While playing with Desmos today, I typed the equation $y=x^{xy}$ and the graph came out to be 
I clicked the Learn More option given near my equation and Desmos said: Sometimes the calculator detects that an equation is too complicated to plot perfectly in a reasonable amount of time.
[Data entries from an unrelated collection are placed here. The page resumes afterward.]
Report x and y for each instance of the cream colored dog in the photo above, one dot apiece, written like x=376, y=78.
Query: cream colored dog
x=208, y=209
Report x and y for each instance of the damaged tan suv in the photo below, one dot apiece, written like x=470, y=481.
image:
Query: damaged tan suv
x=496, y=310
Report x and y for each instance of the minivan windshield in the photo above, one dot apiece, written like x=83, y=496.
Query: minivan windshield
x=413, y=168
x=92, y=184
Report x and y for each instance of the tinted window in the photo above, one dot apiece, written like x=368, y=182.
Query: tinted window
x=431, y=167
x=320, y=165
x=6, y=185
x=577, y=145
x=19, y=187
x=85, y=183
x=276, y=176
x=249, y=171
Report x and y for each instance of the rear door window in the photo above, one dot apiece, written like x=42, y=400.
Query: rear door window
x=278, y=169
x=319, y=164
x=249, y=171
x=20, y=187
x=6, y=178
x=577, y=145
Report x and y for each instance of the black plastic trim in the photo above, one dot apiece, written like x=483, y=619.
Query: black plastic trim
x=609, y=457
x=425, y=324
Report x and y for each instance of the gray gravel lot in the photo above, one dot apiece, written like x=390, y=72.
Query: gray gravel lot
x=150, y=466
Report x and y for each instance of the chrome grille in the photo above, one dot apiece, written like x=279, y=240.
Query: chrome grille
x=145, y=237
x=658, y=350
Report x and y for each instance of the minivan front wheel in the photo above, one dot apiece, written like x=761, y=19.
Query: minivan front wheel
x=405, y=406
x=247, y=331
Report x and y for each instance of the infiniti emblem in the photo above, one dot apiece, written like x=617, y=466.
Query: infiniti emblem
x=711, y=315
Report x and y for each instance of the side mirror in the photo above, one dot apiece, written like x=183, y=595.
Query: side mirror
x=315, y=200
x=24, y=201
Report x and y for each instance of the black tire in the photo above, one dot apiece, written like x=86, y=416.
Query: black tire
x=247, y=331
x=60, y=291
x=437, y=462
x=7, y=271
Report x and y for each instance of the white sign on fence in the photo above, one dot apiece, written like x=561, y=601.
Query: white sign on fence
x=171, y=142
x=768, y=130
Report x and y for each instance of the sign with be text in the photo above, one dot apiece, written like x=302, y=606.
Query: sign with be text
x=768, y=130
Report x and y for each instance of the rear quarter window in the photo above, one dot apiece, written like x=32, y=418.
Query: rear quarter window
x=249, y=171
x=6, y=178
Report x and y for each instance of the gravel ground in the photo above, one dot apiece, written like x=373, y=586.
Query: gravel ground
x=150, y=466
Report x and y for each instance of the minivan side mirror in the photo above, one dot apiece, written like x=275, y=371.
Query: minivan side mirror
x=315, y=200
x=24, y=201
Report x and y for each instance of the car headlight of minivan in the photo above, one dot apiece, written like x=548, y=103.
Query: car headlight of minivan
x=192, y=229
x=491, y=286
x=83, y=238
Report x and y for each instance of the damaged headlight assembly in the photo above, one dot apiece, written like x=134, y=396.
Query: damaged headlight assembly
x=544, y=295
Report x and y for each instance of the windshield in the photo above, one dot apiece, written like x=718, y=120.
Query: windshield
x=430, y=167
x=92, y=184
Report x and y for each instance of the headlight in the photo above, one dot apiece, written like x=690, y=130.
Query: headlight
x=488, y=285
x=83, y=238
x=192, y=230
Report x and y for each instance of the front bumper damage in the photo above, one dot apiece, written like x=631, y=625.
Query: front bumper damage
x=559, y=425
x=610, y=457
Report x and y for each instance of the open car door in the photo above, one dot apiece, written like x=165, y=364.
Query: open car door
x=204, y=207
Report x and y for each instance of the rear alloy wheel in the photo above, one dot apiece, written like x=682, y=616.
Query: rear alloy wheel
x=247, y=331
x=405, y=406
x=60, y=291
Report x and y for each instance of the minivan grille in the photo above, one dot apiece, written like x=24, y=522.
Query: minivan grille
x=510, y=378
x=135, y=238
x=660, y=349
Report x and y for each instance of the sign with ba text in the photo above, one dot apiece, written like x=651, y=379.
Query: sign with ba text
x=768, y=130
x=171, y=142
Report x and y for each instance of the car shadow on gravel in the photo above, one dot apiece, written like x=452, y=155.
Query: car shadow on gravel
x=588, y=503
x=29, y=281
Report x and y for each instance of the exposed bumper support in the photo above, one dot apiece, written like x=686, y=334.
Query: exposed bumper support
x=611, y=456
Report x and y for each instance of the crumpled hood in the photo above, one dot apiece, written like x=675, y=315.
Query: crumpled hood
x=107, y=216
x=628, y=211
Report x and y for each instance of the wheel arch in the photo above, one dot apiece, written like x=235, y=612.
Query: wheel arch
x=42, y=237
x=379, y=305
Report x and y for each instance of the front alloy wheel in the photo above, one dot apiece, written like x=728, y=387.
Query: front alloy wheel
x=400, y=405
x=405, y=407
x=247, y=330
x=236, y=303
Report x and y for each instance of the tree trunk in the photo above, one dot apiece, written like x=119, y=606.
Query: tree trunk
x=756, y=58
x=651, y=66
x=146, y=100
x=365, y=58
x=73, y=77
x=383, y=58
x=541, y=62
When this happens, the equation is plotted at lower resolution.
What is the complication?
Best Answer
We have
$$\begin{align}&y=(x^x)^y\\ \implies &y^{\frac 1y}=x^x\\ \implies &y^{-1}\ln y=x\ln x\\ \implies &-y^{-1}\ln y^{-1}=x\ln x\\ \implies &y^{-1}\ln y^{-1}=-x\ln x\\ \implies &\ln y^{-1} e^{\ln {y^{-1}}}=-x\ln x\\ \implies &W\left(\ln y^{-1} e^{\ln {y^{-1}}}\right)=W\left(-x\ln x\right)\\ \implies &\ln y^{-1}=W\left(-x\ln x \right)\\ \implies &y^{-1}=e^{W\left(-x\ln x\right)}\\ \implies &y=e^{-W\left(-x\ln x\right)}\end{align}$$
This implies, your function is a non-elementary function and can be written as
$$f(x)=e^{-W\left(-x\ln x\right)}.$$
Then, note that $W(x)$ is real for only $x≥-\frac 1e$.
This means , we have
$$\begin{align}-x&\ln x≥-\frac 1e,\thinspace x>0\\ \implies &x\ln x≤\frac 1e \\ \implies &\ln x e^{\ln x}≤\frac 1e\\ \implies &W\left(\ln xe^{\ln x}\right)≤W\left(\frac 1e\right)\\ \implies &\ln x≤W\left(\frac 1e\right)\\ \implies &0<x≤e^{W\left(1/e\right)}≈1.3211\end{align}$$.